Thorac Cardiovasc Surg. 2010 Sep;58(6):345-9. doi: 10.1055/s-0030-1249944. Epub 2010 Sep 7.
The purpose of this study was to evaluate the new lymph node map proposed by the International Association for the Study of Lung Cancer (IASLC) from the point of prognosis, and to identify the significant prognostic factors in each pathological N stage.
We reviewed 647 consecutive patients with surgically resected non-small cell lung cancers. Survival was analyzed according to N stage and three prognostic subgroups: N1a (single N1 zone), N1b (multiple N1 zones) or N2a (single N2 zone), and N2b (multiple N2 zones).
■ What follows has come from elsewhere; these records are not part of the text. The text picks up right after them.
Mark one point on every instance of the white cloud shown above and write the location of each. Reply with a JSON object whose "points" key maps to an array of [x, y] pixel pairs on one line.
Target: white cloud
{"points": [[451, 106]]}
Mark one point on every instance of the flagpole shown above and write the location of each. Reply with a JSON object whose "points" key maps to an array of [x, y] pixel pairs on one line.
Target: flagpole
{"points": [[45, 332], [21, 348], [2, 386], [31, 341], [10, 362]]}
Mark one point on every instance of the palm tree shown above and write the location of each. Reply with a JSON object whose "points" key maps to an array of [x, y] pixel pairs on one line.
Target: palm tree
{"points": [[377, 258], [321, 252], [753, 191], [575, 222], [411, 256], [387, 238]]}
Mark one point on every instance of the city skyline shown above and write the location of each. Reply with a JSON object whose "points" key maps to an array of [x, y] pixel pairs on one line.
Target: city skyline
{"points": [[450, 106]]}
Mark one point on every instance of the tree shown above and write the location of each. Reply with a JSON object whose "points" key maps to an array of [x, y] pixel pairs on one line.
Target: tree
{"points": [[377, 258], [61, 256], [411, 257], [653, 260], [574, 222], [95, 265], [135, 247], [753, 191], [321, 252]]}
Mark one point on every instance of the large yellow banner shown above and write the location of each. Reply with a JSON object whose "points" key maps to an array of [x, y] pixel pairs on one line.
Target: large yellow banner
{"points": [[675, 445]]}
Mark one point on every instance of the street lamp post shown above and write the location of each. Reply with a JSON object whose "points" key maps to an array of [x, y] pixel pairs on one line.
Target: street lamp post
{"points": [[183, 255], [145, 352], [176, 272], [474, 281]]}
The following prognostic factors were evaluated for each N stage: location of involved zones, number of involved lymph nodes, stations and zones, and the presence of skip metastases.
(1) The survival curves showed a stepwise deterioration as the N stage increased. (2) No significant difference was observed in survival between the different locations of involved zones in each N stage. (3) In N2 patients, the presence of skip metastases was a significant prognostic factor in multivariate analysis.
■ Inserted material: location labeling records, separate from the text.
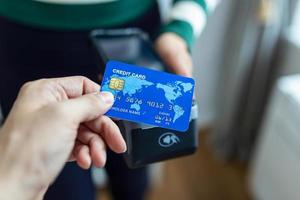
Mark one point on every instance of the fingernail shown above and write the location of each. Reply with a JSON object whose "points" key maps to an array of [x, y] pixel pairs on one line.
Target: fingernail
{"points": [[107, 97]]}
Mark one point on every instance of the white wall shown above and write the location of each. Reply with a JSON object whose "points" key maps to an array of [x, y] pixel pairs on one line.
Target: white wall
{"points": [[207, 56]]}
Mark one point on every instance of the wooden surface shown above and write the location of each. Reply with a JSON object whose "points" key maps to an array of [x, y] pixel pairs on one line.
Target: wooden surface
{"points": [[199, 177]]}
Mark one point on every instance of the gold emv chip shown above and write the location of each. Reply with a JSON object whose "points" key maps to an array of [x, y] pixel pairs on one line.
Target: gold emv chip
{"points": [[116, 84]]}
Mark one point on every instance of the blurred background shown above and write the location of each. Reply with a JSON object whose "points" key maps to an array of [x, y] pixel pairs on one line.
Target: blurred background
{"points": [[246, 63]]}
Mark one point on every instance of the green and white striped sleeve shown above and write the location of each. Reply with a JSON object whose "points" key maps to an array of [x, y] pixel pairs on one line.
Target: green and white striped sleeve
{"points": [[188, 18]]}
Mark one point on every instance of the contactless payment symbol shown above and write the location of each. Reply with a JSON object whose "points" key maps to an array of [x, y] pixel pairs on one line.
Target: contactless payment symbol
{"points": [[116, 84], [168, 139]]}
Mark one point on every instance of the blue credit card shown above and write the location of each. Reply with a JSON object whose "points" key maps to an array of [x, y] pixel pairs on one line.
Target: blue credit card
{"points": [[148, 96]]}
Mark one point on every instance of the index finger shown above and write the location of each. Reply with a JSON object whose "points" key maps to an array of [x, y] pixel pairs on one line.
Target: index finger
{"points": [[75, 86]]}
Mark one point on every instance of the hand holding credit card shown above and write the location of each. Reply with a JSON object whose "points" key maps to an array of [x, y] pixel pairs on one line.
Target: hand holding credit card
{"points": [[148, 96]]}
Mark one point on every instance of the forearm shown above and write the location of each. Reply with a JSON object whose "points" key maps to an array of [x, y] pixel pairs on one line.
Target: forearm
{"points": [[188, 18], [16, 180]]}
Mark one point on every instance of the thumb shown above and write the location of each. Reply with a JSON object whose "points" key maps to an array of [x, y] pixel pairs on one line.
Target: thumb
{"points": [[87, 107]]}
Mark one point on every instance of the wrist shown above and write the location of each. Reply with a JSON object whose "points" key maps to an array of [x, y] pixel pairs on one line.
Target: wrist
{"points": [[16, 182]]}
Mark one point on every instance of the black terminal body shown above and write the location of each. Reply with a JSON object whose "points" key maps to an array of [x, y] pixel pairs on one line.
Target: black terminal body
{"points": [[146, 144]]}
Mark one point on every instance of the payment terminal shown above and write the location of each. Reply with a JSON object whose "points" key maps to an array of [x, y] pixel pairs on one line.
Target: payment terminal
{"points": [[145, 144]]}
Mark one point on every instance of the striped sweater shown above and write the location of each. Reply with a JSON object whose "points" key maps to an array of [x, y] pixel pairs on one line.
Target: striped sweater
{"points": [[187, 17]]}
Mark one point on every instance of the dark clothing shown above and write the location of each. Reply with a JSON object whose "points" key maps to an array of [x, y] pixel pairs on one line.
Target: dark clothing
{"points": [[27, 54]]}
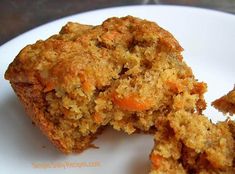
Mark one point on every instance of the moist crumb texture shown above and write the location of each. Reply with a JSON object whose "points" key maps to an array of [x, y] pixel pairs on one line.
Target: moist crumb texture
{"points": [[125, 73], [226, 103], [189, 143]]}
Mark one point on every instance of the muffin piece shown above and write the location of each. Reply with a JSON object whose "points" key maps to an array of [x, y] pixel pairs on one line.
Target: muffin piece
{"points": [[226, 103], [189, 143], [125, 72]]}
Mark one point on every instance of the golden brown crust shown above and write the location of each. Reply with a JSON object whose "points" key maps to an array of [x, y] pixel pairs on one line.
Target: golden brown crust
{"points": [[190, 143], [125, 73], [31, 96], [226, 103]]}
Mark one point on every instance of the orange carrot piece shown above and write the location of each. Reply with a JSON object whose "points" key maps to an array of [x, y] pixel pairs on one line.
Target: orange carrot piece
{"points": [[86, 84], [174, 86], [97, 118], [49, 86], [131, 103], [156, 160]]}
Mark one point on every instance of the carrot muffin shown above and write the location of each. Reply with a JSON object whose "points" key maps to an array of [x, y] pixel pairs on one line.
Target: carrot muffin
{"points": [[189, 143], [125, 73], [226, 103]]}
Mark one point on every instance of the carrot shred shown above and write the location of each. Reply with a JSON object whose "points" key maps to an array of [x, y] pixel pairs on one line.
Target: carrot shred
{"points": [[97, 118], [174, 86], [156, 160], [49, 86], [86, 84], [131, 103]]}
The proposed IASLC map is valid for prognostic stratification. The prognostic impact of the presence of skip metastases on N2 disease should therefore be taken into consideration when carrying out the forthcoming revision of the TNM staging system.
本研究旨在从预后角度评估国际肺癌研究协会(IASLC)提出的新淋巴结图谱,并确定各病理N分期中的显著预后因素。
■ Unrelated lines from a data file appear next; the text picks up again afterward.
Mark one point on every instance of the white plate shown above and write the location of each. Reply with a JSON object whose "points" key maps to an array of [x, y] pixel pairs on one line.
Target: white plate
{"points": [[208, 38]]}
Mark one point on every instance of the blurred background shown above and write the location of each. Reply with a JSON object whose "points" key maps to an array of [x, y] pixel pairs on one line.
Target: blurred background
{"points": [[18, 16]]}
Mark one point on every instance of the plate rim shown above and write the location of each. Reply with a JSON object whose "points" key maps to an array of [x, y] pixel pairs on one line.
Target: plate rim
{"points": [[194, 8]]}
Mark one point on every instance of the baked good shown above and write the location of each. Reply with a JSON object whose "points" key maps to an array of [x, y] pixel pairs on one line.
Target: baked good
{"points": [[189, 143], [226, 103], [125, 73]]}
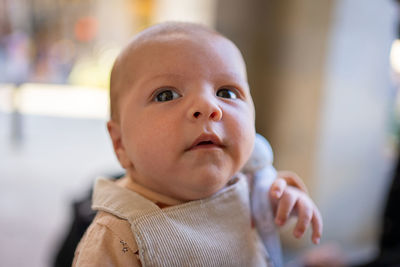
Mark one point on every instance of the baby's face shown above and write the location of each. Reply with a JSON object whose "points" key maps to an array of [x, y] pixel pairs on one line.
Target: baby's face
{"points": [[187, 119]]}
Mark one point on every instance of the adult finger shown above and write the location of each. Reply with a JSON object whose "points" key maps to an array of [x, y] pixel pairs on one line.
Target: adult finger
{"points": [[304, 216], [277, 188], [317, 226]]}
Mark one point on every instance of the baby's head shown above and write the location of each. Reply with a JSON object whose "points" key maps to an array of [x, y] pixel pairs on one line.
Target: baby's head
{"points": [[182, 117]]}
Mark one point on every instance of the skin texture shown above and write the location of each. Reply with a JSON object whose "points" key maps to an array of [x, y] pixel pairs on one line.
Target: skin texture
{"points": [[203, 77], [157, 137]]}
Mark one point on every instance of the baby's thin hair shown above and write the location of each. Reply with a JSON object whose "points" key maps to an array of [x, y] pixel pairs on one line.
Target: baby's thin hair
{"points": [[148, 34]]}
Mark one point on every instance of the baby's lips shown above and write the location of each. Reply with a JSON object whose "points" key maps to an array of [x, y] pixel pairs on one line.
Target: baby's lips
{"points": [[206, 139]]}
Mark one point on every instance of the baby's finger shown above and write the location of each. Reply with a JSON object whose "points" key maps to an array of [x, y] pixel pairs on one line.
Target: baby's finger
{"points": [[277, 188], [316, 223], [305, 214], [285, 206]]}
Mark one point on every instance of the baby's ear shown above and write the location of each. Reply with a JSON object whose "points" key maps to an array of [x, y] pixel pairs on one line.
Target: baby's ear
{"points": [[114, 129]]}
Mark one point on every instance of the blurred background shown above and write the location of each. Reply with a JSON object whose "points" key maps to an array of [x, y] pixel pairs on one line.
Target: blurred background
{"points": [[324, 76]]}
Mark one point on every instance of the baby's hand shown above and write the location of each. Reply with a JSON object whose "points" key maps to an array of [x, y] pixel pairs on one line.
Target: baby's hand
{"points": [[287, 200]]}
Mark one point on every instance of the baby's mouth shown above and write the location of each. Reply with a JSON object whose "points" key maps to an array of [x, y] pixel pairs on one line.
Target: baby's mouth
{"points": [[206, 141]]}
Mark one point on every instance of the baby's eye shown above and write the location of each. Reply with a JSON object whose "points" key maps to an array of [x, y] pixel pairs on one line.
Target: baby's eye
{"points": [[227, 93], [166, 95]]}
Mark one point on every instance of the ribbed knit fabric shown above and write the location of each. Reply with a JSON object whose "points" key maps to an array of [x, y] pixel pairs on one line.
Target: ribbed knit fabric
{"points": [[210, 232]]}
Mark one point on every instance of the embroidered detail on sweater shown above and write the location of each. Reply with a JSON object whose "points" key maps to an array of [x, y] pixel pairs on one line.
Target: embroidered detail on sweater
{"points": [[124, 246]]}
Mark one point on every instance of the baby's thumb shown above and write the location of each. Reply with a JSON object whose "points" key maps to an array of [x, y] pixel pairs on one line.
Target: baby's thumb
{"points": [[277, 188]]}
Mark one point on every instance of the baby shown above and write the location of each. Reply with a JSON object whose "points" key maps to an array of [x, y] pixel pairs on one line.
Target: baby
{"points": [[182, 126]]}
我们回顾了647例连续接受手术切除的非小细胞肺癌患者。根据N分期和三个预后亚组进行生存分析:N1a(单个N1区)、N1b(多个N1区)或N2a(单个N2区)以及N2b(多个N2区)。对每个N分期评估以下预后因素:受累区域的位置、受累淋巴结的数量、站别和区域,以及跳跃转移的存在情况。
(1)生存曲线显示随着N分期增加呈逐步恶化。(2)在每个N分期中,受累区域的不同位置之间未观察到生存差异。(3)在N2患者中,跳跃转移的存在在多因素分析中是一个显著的预后因素。
IASLC提出的图谱对预后分层有效。因此,在即将进行的TNM分期系统修订时,应考虑跳跃转移对N2期疾病预后的影响。